Contro questa condizione di scisma e di dissidio, Clemente e Ignazio raccomandano, quasi con le stesse parole, l’unità, la concordia, la pace nelle comunità cristiane.
«Dobbiamo fare ordinatamente tutto quanto il Padrone ha concordato di compiere nei tempi stabiliti».
Come la chiesa è unita con Gesù Cristo, e Gesù Cristo col Padre, così tutti i fedeli debbono essere uniti col vescovo.
«Voi non dovete far niente senza il vescovo e i presbiteri.
Tutto sia fatto in comune: una sola preghiera, una sola invocazione, una sola intenzione, una sola speranza nell’amore e nella gioia irreprensibile che è di Gesù Cristo».
Come nella Prima epistola ai Corinzi di Paolo, tutto si compie e si scioglie nell’amore: agape.
«L’amore ci lega a Dio: l’amore tutto sopporta, tutto tollera: l’amore non ha divisione, l’amore non crea discordie, l’amore tutto compie nella concordia…
Vedete, o diletti, come è grande e meraviglioso l’amore, e della sua perfezione non c’è spiegazione».
C’è una differenza con Paolo, nel quale la perfezione dell’amore veniva chiaramente spiegata: esso è più eccelso della speranza e della carità e non ha mai fine.
Qui, in Clemente, l’amore rappresenta il culmine dell’esistenza cristiana proprio perché è una condizione inspiegabile e ineffabile.
Vescovo di Antiochia tra il 110 e il 120, Ignazio venne arrestato dall’autorità romana, messo in viaggio sotto scorta, e condotto a Roma, dove avrebbe dovuto essere gettato alle belve dell’anfiteatro.
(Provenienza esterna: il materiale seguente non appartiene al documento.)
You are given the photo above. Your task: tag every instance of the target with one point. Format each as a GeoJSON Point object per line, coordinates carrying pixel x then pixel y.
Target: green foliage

Il viaggio fu lento: ad ogni tappa, messi delle comunità cristiane dell’Asia Minore gli facevano omaggio, mentre egli scriveva lettere, nelle quali risuonava la tradizione paolina.
Il tema principale, grandioso e straziante, è quello del martirio.
Ignazio non vuole, a nessun prezzo, per nessuna ragione, essere liberato dalle catene e dalla condanna.
Solo imitando Gesù, solo subendo la morte come Gesù in croce, egli diverrà pienamente cristiano.
La sua morte sarà come il tramonto del sole: ma questo tramonto-morte si capovolge nella resurrezione in Dio.
Con una tremenda autoferocia, Ignazio giunge al punto di dire che se le belve non avessero voluto divorarlo lui «le costringerà a forza».
«Fuoco e croce, scontri con belve, lacerazioni, squarci, dispersione d’ossa, mutilazione di membra, triturazione, – purché io possa raggiungere Gesù Cristo».
Nell’anfiteatro, le zanne crudeli delle belve lo macineranno, trasformandolo in pane puro.
L’altro tema di Ignazio è quello del silenzio di Dio, e della discesa nascosta del Redentore.
Questa discesa conosce tre tappe: la verginità di Maria, il parto di Maria, la morte del Signore; le tre tappe sono la suprema manifestazione di Dio, che parla soprattutto quando tace.
Satana, e i principi di questo mondo, ignorano il silenzio di Dio.
Se vogliamo dirci cristiani, dobbiamo ascoltare sia le parole udibili dei Vangeli sia le parole nascoste e silenziose del Signore, nelle quali egli ci rivela tutti i misteri di Cristo, tutti gli enigmi dell’universo.